Alexej Pashkin wirbt DFG-Projekt zur ultraschnellen Spektroskopie unter hohem hydrostatischem Druck ein

Alexej Pashkin wird ein neues Forschungsprojekt mit dem Titel „Zeitaufgelöste optische Spektroskopie unter hohem Druck“ leiten. Die Sachbeihilfe wird von der Deutschen Forschungsgemeinschaft (DFG) zur Verfügung gestellt. Die Grundlage des Forschungsprogramms bildet eine Kombination aus optischer Spektroskopie mit ultraschneller Zeitauflösung und Hochdruck-Technologie. Diese Methode wird für die Untersuchung von ultraschnellen Phasenübergängen in Materialien mit starken elektronischen Korrelationen ausgenutzt.

Bisher wurden die meisten zeitaufgelöste Experimente bei Umgebungsdruck durchgeführt. Temperatur war typischerweise der einzige Parameter, mit dem ein System über den Phasenübergang abgestimmt wurde.
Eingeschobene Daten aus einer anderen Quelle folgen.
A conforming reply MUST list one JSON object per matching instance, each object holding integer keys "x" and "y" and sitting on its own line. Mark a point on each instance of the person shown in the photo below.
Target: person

Die Anwendung hoher externer Drücke bietet einen zusätzlichen Freiheitsgrad zur Kontrolle der elektronischen Lokalisation in Festkörpern. Im Laufe des Projektes wird eine Methodologie der Femtosekunden-Spektroskopie unter extremem hydrostatischem Druck entwickelt. Insbesondere feldaufgelöste Terahertz-Messungen unter hohem Druck werden zum ersten Mal durchgeführt. Die Studien zielen auf ein mikroskopisches Verständnis der Kopplungsmechanismen, die attraktiven Funktionalitäten stark korrelierter Materialien wie zum Beispiel der Hochtemperatur-Supraleitung, Isolator-Metall-Übergängen oder dem kolossalen Magnetowiderstand zu Grunde liegen.